Page MenuHomePhabricator

Update wmfdata to support multiple SQL engines for Hive databases
Closed, ResolvedPublic

Description

Right now, wmfdata.hive.run runs queries in a single way, using a Spark session with the default settings. Based on a meeting with Analytics, it seems it's not possible to recommend an optimal engine for all use cases, so the function should support several (Presto, the Hive CLI, and a couple different bundles of Spark settings).

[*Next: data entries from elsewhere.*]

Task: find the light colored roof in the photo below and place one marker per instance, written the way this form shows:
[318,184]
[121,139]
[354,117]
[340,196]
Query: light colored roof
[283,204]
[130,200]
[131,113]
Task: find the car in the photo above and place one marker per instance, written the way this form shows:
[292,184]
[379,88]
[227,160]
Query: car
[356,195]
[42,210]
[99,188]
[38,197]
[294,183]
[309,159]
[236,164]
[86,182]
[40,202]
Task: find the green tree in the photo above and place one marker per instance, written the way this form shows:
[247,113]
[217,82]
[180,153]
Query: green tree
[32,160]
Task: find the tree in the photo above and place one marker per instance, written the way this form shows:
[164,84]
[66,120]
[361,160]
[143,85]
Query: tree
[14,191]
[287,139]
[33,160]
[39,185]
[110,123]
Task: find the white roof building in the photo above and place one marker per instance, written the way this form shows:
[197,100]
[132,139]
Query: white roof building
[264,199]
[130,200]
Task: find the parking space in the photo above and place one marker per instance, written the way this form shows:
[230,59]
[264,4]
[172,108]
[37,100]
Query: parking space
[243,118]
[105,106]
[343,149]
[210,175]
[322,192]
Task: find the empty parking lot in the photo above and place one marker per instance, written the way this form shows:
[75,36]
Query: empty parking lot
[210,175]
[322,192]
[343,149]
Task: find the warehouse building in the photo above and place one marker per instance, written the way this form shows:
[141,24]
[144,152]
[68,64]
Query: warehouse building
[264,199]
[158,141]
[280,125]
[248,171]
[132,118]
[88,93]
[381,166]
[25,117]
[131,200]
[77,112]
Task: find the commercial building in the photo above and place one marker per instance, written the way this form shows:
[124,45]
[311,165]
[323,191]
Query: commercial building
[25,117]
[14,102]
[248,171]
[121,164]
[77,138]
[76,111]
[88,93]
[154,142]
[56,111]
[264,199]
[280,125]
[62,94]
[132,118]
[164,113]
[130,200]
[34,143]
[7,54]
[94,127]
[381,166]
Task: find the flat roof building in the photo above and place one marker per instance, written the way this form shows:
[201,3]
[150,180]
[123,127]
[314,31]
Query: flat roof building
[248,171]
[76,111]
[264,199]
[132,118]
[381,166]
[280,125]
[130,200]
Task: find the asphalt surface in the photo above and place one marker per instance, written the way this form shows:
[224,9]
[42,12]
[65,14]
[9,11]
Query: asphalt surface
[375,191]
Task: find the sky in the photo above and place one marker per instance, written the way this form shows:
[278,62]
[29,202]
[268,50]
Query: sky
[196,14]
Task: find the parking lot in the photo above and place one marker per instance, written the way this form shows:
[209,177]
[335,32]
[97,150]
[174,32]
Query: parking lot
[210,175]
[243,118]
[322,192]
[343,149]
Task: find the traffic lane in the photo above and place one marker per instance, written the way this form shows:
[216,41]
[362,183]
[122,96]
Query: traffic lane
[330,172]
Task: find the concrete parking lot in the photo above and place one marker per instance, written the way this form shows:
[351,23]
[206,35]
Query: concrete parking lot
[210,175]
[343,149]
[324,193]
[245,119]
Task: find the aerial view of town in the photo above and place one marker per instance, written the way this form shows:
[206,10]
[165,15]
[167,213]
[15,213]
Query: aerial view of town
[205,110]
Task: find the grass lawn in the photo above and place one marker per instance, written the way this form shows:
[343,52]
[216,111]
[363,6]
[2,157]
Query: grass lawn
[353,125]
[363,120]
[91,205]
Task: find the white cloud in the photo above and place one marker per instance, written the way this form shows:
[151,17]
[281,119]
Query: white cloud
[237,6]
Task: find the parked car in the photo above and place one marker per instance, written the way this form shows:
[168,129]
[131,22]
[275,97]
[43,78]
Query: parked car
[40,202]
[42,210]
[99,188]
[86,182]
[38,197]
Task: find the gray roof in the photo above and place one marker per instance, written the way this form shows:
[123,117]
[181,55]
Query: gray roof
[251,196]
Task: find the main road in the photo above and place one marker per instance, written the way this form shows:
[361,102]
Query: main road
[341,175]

In my opinion, this should be done by updating wmfdata.hive.run to take an engine parameter, with values like presto, hive-cli, spark, and spark-large, to make it as easy as possible to swap engines. However, I could be convinced that it's better to have separate functions entirely, particularly because Presto may require different functions or syntax in some circumstances.

It's also important to provide a good default for users who don't have the time or expertise to tune; it sounds like that should be the Hive CLI, which provides strong reliability at the cost of some speed and resource use.

Event Timeline

Leaving this unprioritized for now, pending more thinking and discussion about the best way to deal with these issues.

The big pull request is complete: https://github.com/neilpquinn/wmfdata/pull/8!

Assigning to Mikhail since he is reviewing.

Mikhail reviewed and merged the pull request! I'm going to do a little extra cleanup while we're at it, and then we'll make this our first properly versioned release.

We've released version 1.0, with support for running SQL through both Spark (with sensible settings) and the Hive CLI! Presto support is planned for later (T247062).